Il pane si serve in tavola all'ultimo momento e, anche se non è una regola rigida, il cestino del pane non dovrebbe stare sulla tovaglia, ma dovrebbe essere passato di volta in volta da chi si occupa di servire il cibo in tavola. L'ideale sarebbe disporre due fette di pane a sinistra di ciascun piatto.
Nell'ultima cena viene spezzato e dato ai discepoli; lo spezza il figlio di Dio in rappresentanza dell'umanità intera e lo fa con le mani. Per questo, a tavola, secondo il galateo, il pane va spezzato solo ed esclusivamente con le mani e non tagliato con il coltello.
Se si tratta di una cena importante, quando apparecchiate la vostra tavola, disponete a sinistra, sopra le forchette, un piccolo piattino, d'argento o di porcellana, in cui disporrete, con una pinza, dei piccoli panini. Questo piattino va lasciato a tavola, fino al momento in cui servirete il dolce.
Va messo a sinistra di ogni posto tavola, in alto, sopra lo spazio delineato dalle forchette. Il pane si spezza sopra il piattino per non fare briciole sulla tovaglia.
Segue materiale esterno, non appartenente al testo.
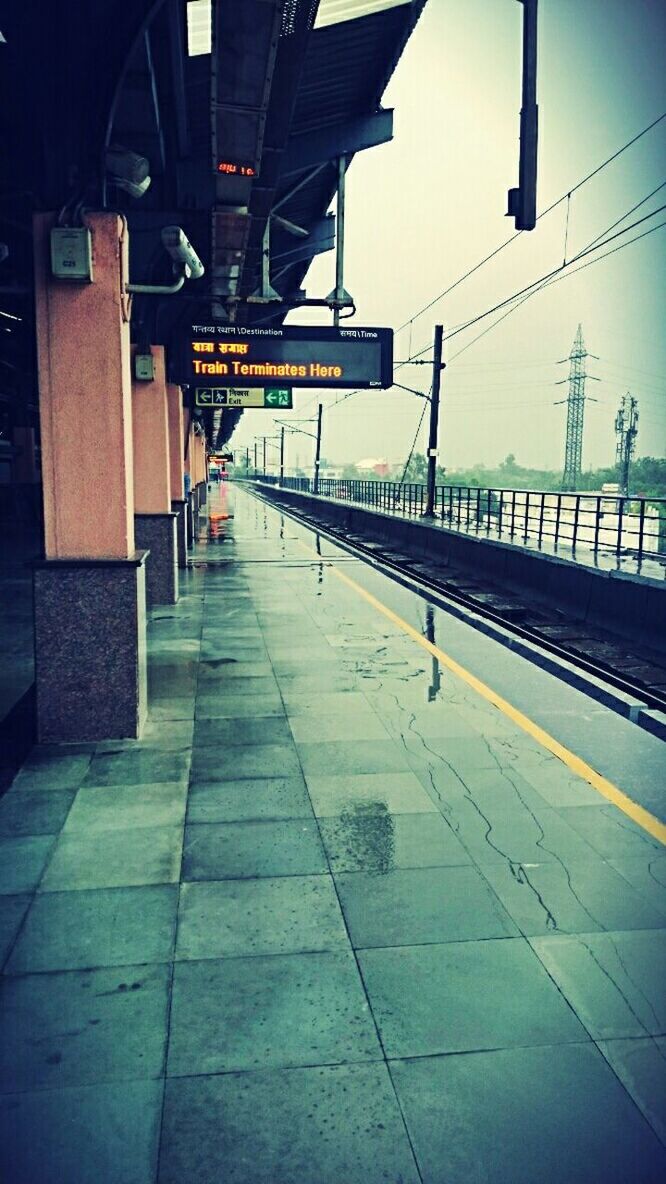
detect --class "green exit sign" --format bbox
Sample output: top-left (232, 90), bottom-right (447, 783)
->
top-left (265, 386), bottom-right (294, 408)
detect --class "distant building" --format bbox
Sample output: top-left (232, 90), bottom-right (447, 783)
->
top-left (354, 456), bottom-right (391, 477)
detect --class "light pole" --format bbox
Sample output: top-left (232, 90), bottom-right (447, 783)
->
top-left (313, 403), bottom-right (324, 494)
top-left (423, 324), bottom-right (444, 517)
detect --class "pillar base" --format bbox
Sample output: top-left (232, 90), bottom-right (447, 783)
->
top-left (134, 513), bottom-right (178, 609)
top-left (33, 551), bottom-right (148, 744)
top-left (186, 490), bottom-right (193, 547)
top-left (171, 497), bottom-right (187, 567)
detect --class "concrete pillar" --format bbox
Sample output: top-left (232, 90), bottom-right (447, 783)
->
top-left (132, 346), bottom-right (178, 609)
top-left (167, 382), bottom-right (187, 567)
top-left (197, 436), bottom-right (209, 506)
top-left (34, 213), bottom-right (147, 741)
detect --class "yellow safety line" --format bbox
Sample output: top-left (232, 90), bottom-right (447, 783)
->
top-left (299, 539), bottom-right (666, 844)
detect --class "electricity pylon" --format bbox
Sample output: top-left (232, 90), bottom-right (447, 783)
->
top-left (561, 326), bottom-right (598, 490)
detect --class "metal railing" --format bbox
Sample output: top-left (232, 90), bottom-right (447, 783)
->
top-left (236, 474), bottom-right (666, 561)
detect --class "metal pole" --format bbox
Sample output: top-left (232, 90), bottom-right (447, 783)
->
top-left (313, 403), bottom-right (324, 494)
top-left (333, 156), bottom-right (347, 326)
top-left (423, 324), bottom-right (444, 517)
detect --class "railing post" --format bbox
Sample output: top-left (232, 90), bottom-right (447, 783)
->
top-left (639, 497), bottom-right (645, 564)
top-left (571, 494), bottom-right (581, 551)
top-left (615, 497), bottom-right (625, 555)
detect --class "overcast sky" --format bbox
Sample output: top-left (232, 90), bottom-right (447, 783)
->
top-left (232, 0), bottom-right (666, 480)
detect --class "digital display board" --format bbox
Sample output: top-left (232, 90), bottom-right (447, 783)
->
top-left (177, 322), bottom-right (393, 388)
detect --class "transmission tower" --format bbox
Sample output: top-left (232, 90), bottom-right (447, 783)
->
top-left (554, 326), bottom-right (598, 490)
top-left (615, 391), bottom-right (639, 496)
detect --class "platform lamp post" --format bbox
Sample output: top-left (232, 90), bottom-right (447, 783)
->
top-left (313, 403), bottom-right (324, 494)
top-left (423, 324), bottom-right (444, 517)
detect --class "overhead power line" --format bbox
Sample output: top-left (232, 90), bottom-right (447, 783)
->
top-left (396, 111), bottom-right (666, 333)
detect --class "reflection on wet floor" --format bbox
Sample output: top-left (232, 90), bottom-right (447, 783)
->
top-left (0, 488), bottom-right (666, 1184)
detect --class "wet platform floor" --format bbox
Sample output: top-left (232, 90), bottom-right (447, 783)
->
top-left (0, 489), bottom-right (666, 1184)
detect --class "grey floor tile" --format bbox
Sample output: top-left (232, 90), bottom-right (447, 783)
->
top-left (481, 857), bottom-right (666, 937)
top-left (63, 781), bottom-right (187, 835)
top-left (197, 680), bottom-right (284, 721)
top-left (167, 952), bottom-right (382, 1076)
top-left (358, 939), bottom-right (587, 1057)
top-left (531, 929), bottom-right (666, 1040)
top-left (182, 818), bottom-right (328, 880)
top-left (96, 719), bottom-right (194, 757)
top-left (84, 746), bottom-right (190, 786)
top-left (12, 751), bottom-right (90, 790)
top-left (191, 741), bottom-right (301, 783)
top-left (306, 773), bottom-right (437, 817)
top-left (335, 867), bottom-right (518, 948)
top-left (6, 884), bottom-right (178, 974)
top-left (608, 850), bottom-right (666, 915)
top-left (391, 1044), bottom-right (666, 1184)
top-left (148, 695), bottom-right (194, 725)
top-left (441, 790), bottom-right (594, 864)
top-left (319, 807), bottom-right (472, 874)
top-left (175, 875), bottom-right (348, 959)
top-left (0, 1081), bottom-right (164, 1184)
top-left (0, 893), bottom-right (32, 967)
top-left (403, 731), bottom-right (501, 780)
top-left (297, 736), bottom-right (409, 778)
top-left (598, 1037), bottom-right (666, 1146)
top-left (40, 826), bottom-right (182, 892)
top-left (377, 701), bottom-right (480, 741)
top-left (160, 1064), bottom-right (420, 1184)
top-left (562, 805), bottom-right (664, 860)
top-left (0, 966), bottom-right (169, 1093)
top-left (289, 712), bottom-right (390, 745)
top-left (278, 688), bottom-right (374, 719)
top-left (0, 789), bottom-right (77, 836)
top-left (187, 777), bottom-right (313, 823)
top-left (198, 655), bottom-right (275, 693)
top-left (0, 835), bottom-right (56, 896)
top-left (277, 670), bottom-right (360, 700)
top-left (194, 716), bottom-right (292, 748)
top-left (521, 754), bottom-right (603, 807)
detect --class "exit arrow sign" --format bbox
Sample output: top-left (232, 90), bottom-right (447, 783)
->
top-left (265, 386), bottom-right (294, 407)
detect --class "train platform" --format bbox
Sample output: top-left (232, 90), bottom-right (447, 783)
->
top-left (0, 487), bottom-right (666, 1184)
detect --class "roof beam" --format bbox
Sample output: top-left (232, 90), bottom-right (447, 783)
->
top-left (168, 0), bottom-right (190, 159)
top-left (282, 109), bottom-right (393, 178)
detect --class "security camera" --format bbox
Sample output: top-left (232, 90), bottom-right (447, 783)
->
top-left (162, 226), bottom-right (204, 279)
top-left (105, 144), bottom-right (151, 188)
top-left (113, 176), bottom-right (151, 198)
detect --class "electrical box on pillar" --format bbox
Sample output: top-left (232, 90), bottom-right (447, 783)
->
top-left (507, 0), bottom-right (539, 230)
top-left (51, 226), bottom-right (92, 283)
top-left (134, 353), bottom-right (155, 382)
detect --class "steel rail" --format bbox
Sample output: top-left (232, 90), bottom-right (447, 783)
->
top-left (245, 485), bottom-right (666, 712)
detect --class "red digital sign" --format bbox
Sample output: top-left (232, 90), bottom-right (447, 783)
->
top-left (217, 160), bottom-right (257, 176)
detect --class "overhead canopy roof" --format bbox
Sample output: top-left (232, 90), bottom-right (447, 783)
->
top-left (0, 0), bottom-right (425, 443)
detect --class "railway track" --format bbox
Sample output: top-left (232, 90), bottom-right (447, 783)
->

Se non c'è il piattino, il pane si appoggia nella stessa posizione, sulla tovaglia.
Perché non si deve mettere il pane capovolto a tavola?
In realtà, una prima spiegazione sulla superstizione del pane capovolto affonda le radici nella religione cristiana, com'è facile intuire: per i cattolici, in particolare, il pane è il “corpo di Cristo”, e posizionare al contrario questo alimento rappresenta quasi una bestemmia, equivalente al mettere Gesù a faccia in ...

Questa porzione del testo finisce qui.